AI
Nowadays, voice assistants have been widely used by users to control smart phones. An automatic speech recognition (ASR) model plays a crucial role in the voice assistant system to recognise the user voice command, which is subsequently used for downstream tasks such as spoken language understanding and speech translation.
On-device ASR models trained on speech data of a large population might underperform for unseen users during training. This is due to a domain shift between user data and the original training data, differed by user's speaking characteristics and environmental acoustic conditions. ASR personalisation is a solution that aims to exploit user data to improve model robustness. The majority of ASR personalisation methods assume labelled user data for supervision, which requires efforts from users to provide or revise transcripts.
In this blog, we present our work [1] on unsupervised ASR personalisation by developing a novel consistency based training method via pseudo-labelling, which has been accepted at IEEE ASRU 2023.
Consistency Constraint (CC) [2,3] forces a model to predict the same results on the same input with various versions of perturbation and has been shown effective for exploring unlabelled data. Applying various perturbations introduces randomisation to regularise a model, leading to more stable model generalisation [2].
We exploit CC to improve the robustness of training process for unsupervised ASR personalisation. A common pipeline for the unsupervised self-training method contains data filtering, pseudo-labelling, and training [4]. We introduce CC to the common unsupervised self-training pipeline, however, perturbations are applied to both pseudo-labelling and the training process, forcing the model to output a consistent label in the vicinity of the training sample. The personalisation pipeline based on the CC training method is shown in Figure 1.
Figure 1 : Unsupervised personalisation pipeline based on data filtering and consistency constraint
The full method is further described in Algorithm 1.
First, data filtering DataFilter is applied to the entire unlabelled set χ to obtain filtered set χ ̂.
Second, the model is trained on the filtered set, involving N rounds of pseudo-labelling and training. SpecAugment [5] is applied to both pseudo-labelling and training. In each round, the model f is trained for M epochs with the paired audio samples and pseudo-labels D ̂.
The proposed consistency constraint based training method is not restricted to any type of ASR model architectures. For example, when we apply it to a conformer transducer model [6], the loss function is implemented as incorporating the CC within the standard RNN-T loss:
Where y ̂ denotes the hard labels generated from pseudo-labelling, and x ̃ denotes the augmented input features.

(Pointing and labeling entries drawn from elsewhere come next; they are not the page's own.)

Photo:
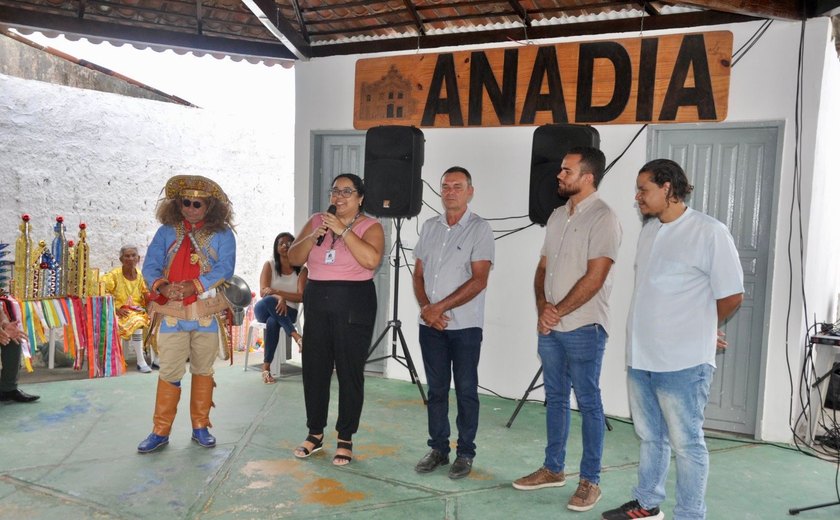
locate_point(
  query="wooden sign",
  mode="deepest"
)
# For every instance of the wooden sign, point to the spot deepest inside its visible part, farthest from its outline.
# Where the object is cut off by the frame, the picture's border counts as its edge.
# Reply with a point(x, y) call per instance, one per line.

Table 1 : Word Error Rate (WER) of the proposed method and existing methods for unsupervised personalisation
Table 1 shows that the proposed method outperforms several baselines from the literature, namely a noisy student training (NST) [9], an adapter based method [10], and an entropy minimisation method [8], achieving a new SOTA result. The proposed method not only improves the performance on data used for training, but also generalises well to unseen data from the target speaker.

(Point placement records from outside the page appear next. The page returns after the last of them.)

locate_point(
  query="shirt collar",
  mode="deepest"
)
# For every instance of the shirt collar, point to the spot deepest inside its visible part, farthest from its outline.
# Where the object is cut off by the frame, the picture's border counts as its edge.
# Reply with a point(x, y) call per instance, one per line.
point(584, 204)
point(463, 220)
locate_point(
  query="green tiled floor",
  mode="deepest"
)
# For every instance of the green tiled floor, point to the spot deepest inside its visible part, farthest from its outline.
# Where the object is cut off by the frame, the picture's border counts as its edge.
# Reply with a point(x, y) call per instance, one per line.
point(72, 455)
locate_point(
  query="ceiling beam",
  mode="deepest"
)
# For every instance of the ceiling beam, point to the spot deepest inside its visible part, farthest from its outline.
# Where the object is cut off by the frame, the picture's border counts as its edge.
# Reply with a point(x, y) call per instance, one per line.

Table 2 : The effect of three data filtering methods (CT, DUST, NCM) on the unsupervised personalisation performance
Table 2 shows the ASR personalisation performance of using either unfiltered whole data set or the filtered data set based on three filtering strategies, namely Confidence Thresholding (CT) [12], DUST [13], and the NCM. It shows that the CC based training is able to explore samples with erroneous labels to adapt the model. NCM is favoured for on-device personalisation, as it is a lightweight model that requires only one-time training and can be easily deployed on device.

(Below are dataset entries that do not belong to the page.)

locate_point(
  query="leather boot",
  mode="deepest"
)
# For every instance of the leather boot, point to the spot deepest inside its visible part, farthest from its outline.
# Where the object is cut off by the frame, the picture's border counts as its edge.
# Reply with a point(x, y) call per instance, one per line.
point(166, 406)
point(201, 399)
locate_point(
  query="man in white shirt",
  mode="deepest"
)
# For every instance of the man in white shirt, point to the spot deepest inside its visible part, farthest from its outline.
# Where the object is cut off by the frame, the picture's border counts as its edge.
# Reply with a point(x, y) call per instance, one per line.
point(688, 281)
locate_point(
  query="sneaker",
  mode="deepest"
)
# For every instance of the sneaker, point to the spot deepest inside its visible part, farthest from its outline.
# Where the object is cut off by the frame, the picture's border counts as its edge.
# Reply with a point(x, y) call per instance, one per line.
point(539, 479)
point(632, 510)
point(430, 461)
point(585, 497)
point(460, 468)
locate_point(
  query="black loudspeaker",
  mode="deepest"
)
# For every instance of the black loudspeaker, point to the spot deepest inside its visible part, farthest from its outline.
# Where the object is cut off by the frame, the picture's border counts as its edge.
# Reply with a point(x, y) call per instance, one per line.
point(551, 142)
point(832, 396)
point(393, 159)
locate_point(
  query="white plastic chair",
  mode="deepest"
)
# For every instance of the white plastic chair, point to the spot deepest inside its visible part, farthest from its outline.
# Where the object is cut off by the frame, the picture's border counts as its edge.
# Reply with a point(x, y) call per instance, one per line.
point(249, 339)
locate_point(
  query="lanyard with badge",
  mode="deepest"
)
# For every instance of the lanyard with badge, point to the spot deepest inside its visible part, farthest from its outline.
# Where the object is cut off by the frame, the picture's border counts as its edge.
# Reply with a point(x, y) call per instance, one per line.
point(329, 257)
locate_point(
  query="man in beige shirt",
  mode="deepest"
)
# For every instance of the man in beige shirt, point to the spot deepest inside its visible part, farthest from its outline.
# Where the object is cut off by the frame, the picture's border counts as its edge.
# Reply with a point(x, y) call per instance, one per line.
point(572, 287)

Figure 2 : Word Error Rate Reduction (WERR) compared to the pre-trained using consistency training (CC) and unsupervised NST for 20 rounds with a choice of 1, 3 or 5 epochs per round. Higher values are better.
We study the effect of increasing the number of rounds and epochs per round on the overall Word Error Rate Reduction (WERR). Figure 2 shows that our method performs up to 40% better than unsupervised NST which is more susceptible to overfitting due to being easily stuck in a local minima. We further observed that training with five epochs per round can lead to divergence for Dictation which is a classic example of overfitting due to increased model updates. Conversely, training for a single epoch per round leads to sub-optimal convergence due to the increased stochasticity in regenerating pseudo-labels with input augmentation every round.
Figure 3 : ASR personalisation results for each of the 12 individual users. The pre-trained model, NST trained on unfiltered data, and the proposed method are compared in the plot.
Finally, we investigate the performance of the proposed method in each individual user, and the analysis is shown in Figure 3. There is a wide range of speech recognition accuracy among the test users, whose WERs range from 10% to 45%. The proposed method improves the recognition accuracy for most users on both held-in data and held-out data, demonstrating the robustness of the training process to erroneous labels.
We proposed a novel unsupervised personalisation training method to address a domain shift issue when an ASR model is deployed in the wild.